A converging lens of focal length 7.740 cm is 19.7 cm to the left of a diverging lens of focal length -5.51 cm. A coin is placed 18.2 cm to the right of the diverging lens.
a. Find the location of the coin's final image.
b. Find the magnification of the coin's final image.
Any help is appreciated.
To solve this problem, we can use the lens formula and magnification formula.
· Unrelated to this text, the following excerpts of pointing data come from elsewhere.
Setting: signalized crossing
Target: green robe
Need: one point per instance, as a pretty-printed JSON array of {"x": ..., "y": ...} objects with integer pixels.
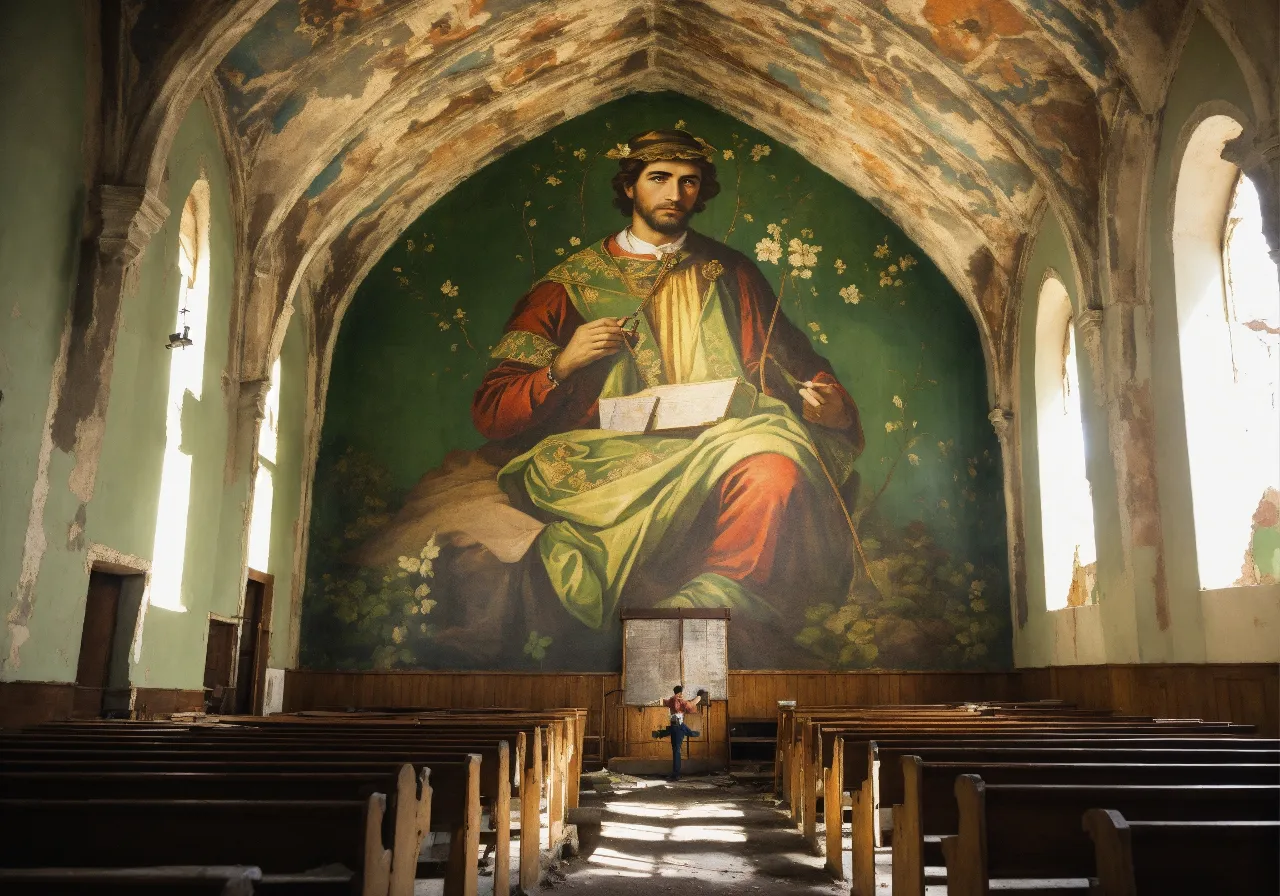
[{"x": 617, "y": 498}]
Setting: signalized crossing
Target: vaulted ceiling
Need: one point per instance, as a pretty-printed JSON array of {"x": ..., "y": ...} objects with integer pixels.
[{"x": 958, "y": 118}]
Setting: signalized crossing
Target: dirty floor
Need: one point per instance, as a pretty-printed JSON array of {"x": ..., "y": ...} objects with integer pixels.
[{"x": 702, "y": 836}]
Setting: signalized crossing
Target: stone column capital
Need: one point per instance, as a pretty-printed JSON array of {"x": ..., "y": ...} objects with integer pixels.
[
  {"x": 128, "y": 216},
  {"x": 252, "y": 400},
  {"x": 1088, "y": 324},
  {"x": 1257, "y": 152},
  {"x": 1255, "y": 146}
]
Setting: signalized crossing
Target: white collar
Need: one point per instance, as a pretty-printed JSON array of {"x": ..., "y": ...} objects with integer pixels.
[{"x": 636, "y": 246}]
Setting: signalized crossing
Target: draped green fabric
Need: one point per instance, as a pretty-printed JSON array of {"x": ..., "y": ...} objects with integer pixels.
[{"x": 617, "y": 497}]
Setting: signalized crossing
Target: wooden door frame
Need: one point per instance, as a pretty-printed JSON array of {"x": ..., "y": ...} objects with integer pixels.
[{"x": 263, "y": 645}]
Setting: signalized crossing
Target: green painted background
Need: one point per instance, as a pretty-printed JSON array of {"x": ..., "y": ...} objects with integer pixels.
[{"x": 411, "y": 352}]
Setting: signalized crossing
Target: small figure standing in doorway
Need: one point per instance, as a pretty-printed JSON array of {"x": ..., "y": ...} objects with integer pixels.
[{"x": 677, "y": 705}]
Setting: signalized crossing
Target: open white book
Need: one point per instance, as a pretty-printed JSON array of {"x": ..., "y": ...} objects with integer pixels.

The lens formula is given by:
1/f = 1/v - 1/u
Where:
f = focal length of the lens
v = image distance
u = object distance
We can start by finding the image distance and the object distance for each lens.
For the converging lens:
Focal length (f1) = 7.740 cm
Object distance (u1) = distance from lens to coin = 18.2 cm (to the right)
Using the lens formula, we can find the image distance (v1) for the converging lens:
1/7.740 = 1/v1 - 1/18.2
Simplifying the equation, we get:
1/v1 = 1/7.740 + 1/18.2
Now, let's solve for v1 by finding the reciprocal of both sides:
v1 = 1 / (1/7.740 + 1/18.2)
v1 ≈ 5.178 cm
So, the image distance for the converging lens is approximately 5.178 cm.
Now let's move on to the diverging lens:
Focal length (f2) = -5.51 cm (notice the negative sign indicates a diverging lens)
Lens position (pu2) = distance from the converging lens to the diverging lens = 19.7 cm (to the left)
To find the object distance (u2) for the diverging lens, we need to calculate it from the image distance (v1) of the converging lens:
u2 = pu2 - v1
u2 = 19.7 - 5.178
u2 ≈ 14.522 cm
Now that we have the object distance for the diverging lens, we can calculate the image distance (v2) using the lens formula:
1/-5.51 = 1/v2 - 1/14.522
Rearranging the equation, we get:
1/v2 = -1/5.51 + 1/14.522
Taking the reciprocal of both sides, we have:
v2 = 1 / (-1/5.51 + 1/14.522)
v2 ≈ -6.678 cm
Since the image distance (v2) of the diverging lens is negative, it indicates a virtual image formed on the same side as the object.
Now, we can find the overall image distance by adding the two image distances together:
V = v2 + v1
V ≈ -6.678 + 5.178
V ≈ -1.5 cm
The image distance (V) is approximately -1.5 cm from the diverging lens.
a. The location of the coin's final image is approximately 1.5 cm to the left of the diverging lens.
To find the magnification (m) of the final image, we can use the magnification formula:
m = -(v2/v1)
Plugging in the calculated values:
m = -(-6.678/5.178)
m ≈ -1.29
b. The magnification of the coin's final image is approximately -1.29. Since the value is negative, it indicates an inverted image.
Note: In optical calculations, it's important to pay attention to the sign conventions regarding the directions of object and image distances. The negative sign indicates that the image is formed on the same side as the object, and the positive sign indicates that the image is formed on the opposite side.